De este modo se opera en esos dos frentes, como si fuera una pinza que estrangula el papel de la ciencia. Se vuelve más difícil y riesgoso para la sociedad civil contar con el asesoramiento científico independiente para determinar los impactos ambientales que padece, y a la vez es más sencillo para el poder empresarial o político desatender reclamos. Incluso si logran el acuerdo de los técnicos del Ministerio de Ambiente, de todos modos el ministro de Ambiente podrá decidir en sentido contrario.
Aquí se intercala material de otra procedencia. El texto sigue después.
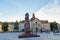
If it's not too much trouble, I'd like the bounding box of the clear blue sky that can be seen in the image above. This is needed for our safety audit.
[0,0,59,21]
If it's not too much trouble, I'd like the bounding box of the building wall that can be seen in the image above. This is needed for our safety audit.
[30,18,41,31]
[41,23,50,30]
[8,24,14,31]
[0,23,3,32]
[19,23,24,31]
[58,24,60,31]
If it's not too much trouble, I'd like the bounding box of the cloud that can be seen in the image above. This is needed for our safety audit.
[35,0,60,23]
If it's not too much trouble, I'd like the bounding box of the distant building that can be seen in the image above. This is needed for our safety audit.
[14,20,19,31]
[0,22,3,32]
[40,20,50,31]
[19,20,25,31]
[30,14,41,31]
[50,22,59,31]
[8,22,15,32]
[58,23,60,31]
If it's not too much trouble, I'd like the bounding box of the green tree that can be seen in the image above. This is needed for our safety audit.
[14,21,19,31]
[50,22,58,31]
[2,22,8,32]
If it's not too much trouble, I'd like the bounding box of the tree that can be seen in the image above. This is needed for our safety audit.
[50,22,58,31]
[2,22,8,32]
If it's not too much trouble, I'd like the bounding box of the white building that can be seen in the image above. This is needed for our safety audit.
[40,20,50,30]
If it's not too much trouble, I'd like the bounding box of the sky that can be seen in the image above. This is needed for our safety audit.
[0,0,60,23]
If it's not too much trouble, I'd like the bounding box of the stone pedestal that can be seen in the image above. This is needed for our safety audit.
[18,13,40,38]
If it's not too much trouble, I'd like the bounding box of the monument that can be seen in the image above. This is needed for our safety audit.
[18,13,40,38]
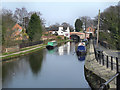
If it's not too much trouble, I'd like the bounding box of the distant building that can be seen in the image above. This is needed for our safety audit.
[49,26,70,38]
[86,27,95,36]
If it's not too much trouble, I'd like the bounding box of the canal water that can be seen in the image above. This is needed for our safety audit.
[2,42,90,89]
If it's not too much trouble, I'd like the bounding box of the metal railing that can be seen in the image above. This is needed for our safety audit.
[93,39,120,90]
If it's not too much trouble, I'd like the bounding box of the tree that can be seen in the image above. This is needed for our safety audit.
[96,5,120,49]
[75,19,83,32]
[61,22,74,32]
[14,7,28,25]
[81,16,93,30]
[2,9,15,47]
[27,13,42,41]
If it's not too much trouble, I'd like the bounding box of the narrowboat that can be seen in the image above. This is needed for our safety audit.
[46,41,57,50]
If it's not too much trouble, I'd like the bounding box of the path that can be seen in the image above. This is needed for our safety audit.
[85,40,116,88]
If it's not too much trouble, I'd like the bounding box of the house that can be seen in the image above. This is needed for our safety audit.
[49,26,70,38]
[11,24,29,40]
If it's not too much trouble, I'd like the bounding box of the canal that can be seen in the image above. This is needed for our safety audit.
[2,42,90,88]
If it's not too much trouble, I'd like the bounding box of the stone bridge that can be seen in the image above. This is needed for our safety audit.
[70,32,89,41]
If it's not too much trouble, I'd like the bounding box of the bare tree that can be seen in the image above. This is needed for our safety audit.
[81,16,93,30]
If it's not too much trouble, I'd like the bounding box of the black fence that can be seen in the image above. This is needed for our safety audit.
[19,41,43,48]
[93,40,120,90]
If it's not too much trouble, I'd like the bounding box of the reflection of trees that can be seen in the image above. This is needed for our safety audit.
[29,49,43,74]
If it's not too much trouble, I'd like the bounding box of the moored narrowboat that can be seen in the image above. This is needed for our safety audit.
[46,41,57,50]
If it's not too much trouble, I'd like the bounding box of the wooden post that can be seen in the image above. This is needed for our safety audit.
[116,57,120,90]
[102,53,104,65]
[111,56,113,70]
[106,56,109,68]
[97,9,100,48]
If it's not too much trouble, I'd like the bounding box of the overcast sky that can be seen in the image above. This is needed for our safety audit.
[2,0,118,26]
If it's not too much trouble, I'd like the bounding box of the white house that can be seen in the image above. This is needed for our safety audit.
[57,27,70,38]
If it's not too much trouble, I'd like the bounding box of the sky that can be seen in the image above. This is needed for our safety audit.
[2,0,118,26]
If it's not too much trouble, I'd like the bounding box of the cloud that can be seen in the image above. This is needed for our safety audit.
[2,0,119,2]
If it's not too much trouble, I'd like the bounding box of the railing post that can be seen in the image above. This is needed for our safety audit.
[102,53,104,65]
[106,56,108,68]
[96,51,98,62]
[116,57,120,90]
[98,52,101,64]
[111,56,113,70]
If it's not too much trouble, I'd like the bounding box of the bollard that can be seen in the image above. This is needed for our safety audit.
[111,56,113,70]
[106,56,109,68]
[116,57,120,90]
[102,53,104,66]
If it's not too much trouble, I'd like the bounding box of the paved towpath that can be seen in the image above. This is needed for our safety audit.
[85,40,116,88]
[0,45,46,58]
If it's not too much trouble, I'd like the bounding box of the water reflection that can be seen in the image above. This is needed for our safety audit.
[28,49,43,75]
[58,42,70,55]
[47,47,57,54]
[2,42,90,88]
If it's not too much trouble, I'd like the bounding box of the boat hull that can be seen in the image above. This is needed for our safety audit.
[46,45,54,50]
[76,51,86,56]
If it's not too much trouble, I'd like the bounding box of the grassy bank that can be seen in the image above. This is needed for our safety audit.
[2,40,72,61]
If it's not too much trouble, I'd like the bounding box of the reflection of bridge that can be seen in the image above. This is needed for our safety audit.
[70,32,89,41]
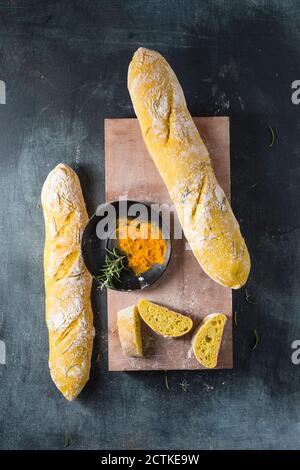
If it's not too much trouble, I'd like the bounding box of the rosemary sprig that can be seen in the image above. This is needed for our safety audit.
[251,329,259,351]
[269,126,275,148]
[95,248,126,290]
[64,432,70,447]
[245,289,257,305]
[179,379,190,392]
[165,374,170,390]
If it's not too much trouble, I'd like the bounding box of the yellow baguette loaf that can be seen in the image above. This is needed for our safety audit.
[128,48,250,289]
[42,164,95,400]
[192,313,227,369]
[118,305,143,357]
[138,299,193,338]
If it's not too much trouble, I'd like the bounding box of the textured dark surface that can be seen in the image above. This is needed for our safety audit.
[0,0,300,449]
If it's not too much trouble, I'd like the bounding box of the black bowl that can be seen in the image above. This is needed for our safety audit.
[81,200,172,292]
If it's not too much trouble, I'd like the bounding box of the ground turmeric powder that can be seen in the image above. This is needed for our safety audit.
[117,219,167,275]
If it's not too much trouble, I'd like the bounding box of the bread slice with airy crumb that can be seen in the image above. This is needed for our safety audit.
[118,305,143,357]
[192,313,227,369]
[138,299,193,337]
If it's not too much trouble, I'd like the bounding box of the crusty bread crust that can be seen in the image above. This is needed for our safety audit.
[128,48,250,289]
[42,164,95,400]
[192,313,227,369]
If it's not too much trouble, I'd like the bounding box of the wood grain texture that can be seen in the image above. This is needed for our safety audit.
[105,117,233,371]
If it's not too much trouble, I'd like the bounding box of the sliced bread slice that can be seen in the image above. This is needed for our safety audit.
[138,299,193,337]
[118,305,143,357]
[192,313,227,369]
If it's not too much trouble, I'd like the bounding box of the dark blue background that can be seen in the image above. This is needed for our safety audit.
[0,0,300,449]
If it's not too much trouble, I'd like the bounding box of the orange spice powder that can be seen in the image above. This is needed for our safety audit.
[117,220,167,275]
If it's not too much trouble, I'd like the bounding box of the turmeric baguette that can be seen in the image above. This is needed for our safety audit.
[42,164,95,400]
[128,48,250,289]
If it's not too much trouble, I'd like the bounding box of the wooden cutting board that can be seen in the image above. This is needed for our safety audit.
[104,117,233,371]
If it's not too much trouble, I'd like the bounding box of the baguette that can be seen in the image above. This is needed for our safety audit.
[118,305,143,357]
[41,164,95,400]
[128,48,250,289]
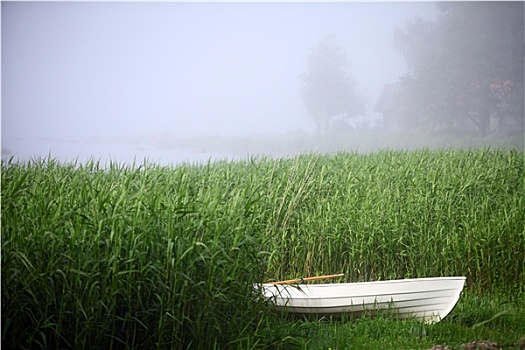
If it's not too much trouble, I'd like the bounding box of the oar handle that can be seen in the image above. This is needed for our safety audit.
[270,273,345,285]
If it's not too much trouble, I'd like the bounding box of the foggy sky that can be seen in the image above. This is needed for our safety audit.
[1,1,437,159]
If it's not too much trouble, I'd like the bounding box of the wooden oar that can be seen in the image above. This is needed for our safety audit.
[270,273,345,285]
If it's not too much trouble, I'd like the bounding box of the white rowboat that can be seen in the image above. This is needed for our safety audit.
[262,277,465,323]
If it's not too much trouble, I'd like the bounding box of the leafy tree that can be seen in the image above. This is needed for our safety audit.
[301,35,365,132]
[396,2,524,135]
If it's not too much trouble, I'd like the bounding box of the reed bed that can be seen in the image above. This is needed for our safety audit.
[1,149,525,349]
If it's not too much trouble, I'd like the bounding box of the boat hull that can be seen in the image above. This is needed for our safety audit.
[263,277,465,323]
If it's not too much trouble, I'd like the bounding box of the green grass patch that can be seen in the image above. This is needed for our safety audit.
[1,149,525,349]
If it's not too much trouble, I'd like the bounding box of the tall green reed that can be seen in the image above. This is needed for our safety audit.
[1,149,525,349]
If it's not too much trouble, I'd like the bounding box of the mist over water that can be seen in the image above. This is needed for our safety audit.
[1,2,520,167]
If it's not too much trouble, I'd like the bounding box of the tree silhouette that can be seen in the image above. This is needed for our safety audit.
[301,35,365,132]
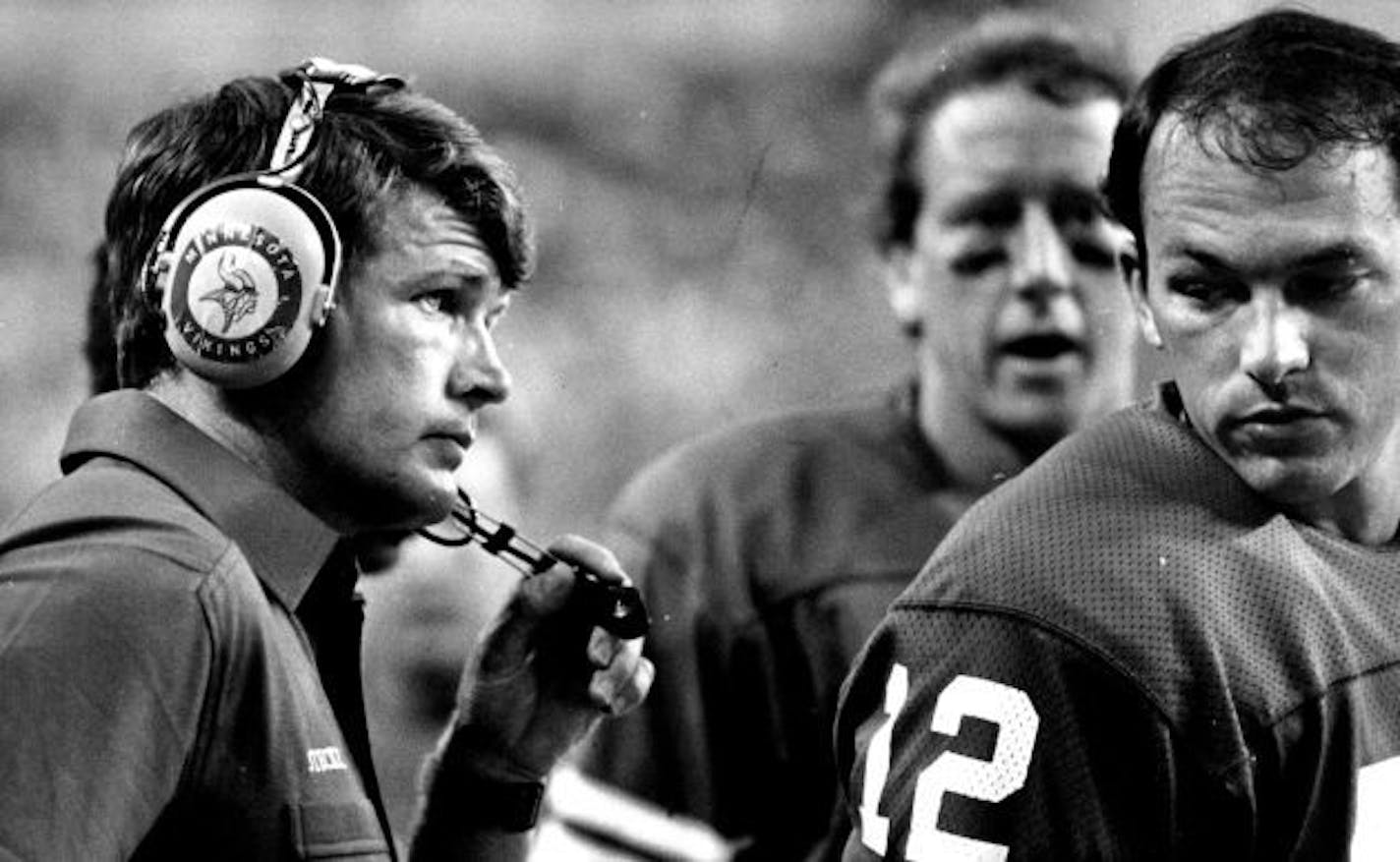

Agrava más la situación el debilitamiento del sistema científico y de la Udelar por los menguados financiamientos previstos por la actual rendición de cuentas.
Estos hechos, a la vez, pueden ser interpretados como propios de un negacionismo científico, algo así como un «trumpismo criollo». Para dejar más en claro la cuestión puede hacerse una analogía con la salud pública: es como si una intendencia demandara penalmente a dos médicos que alertaron sobre posibles impactos sanitarios, y es como si un ministro de salud, que no es médico, sino empresario, firmara un permiso en contra de lo que le indican sus expertos médicos.
Debe tenerse bien en claro que el aporte científico ha sido fundamental para desentrañar problemas ambientales: basta como ejemplo el drama del cambio climático o la destrucción de la capa de ozono. Pero, además, juega roles indispensables en diseñar medidas de protección ambiental. Eso no implica reconocer que existen debates en su interior, como ocurre, por ejemplo, sobre las bondades o los perjuicios de los agroquímicos. Pero es el propio esfuerzo científico el que resolverá esas disputas, y eso no ocurrirá ni desde los juzgados ni desde los ministerios.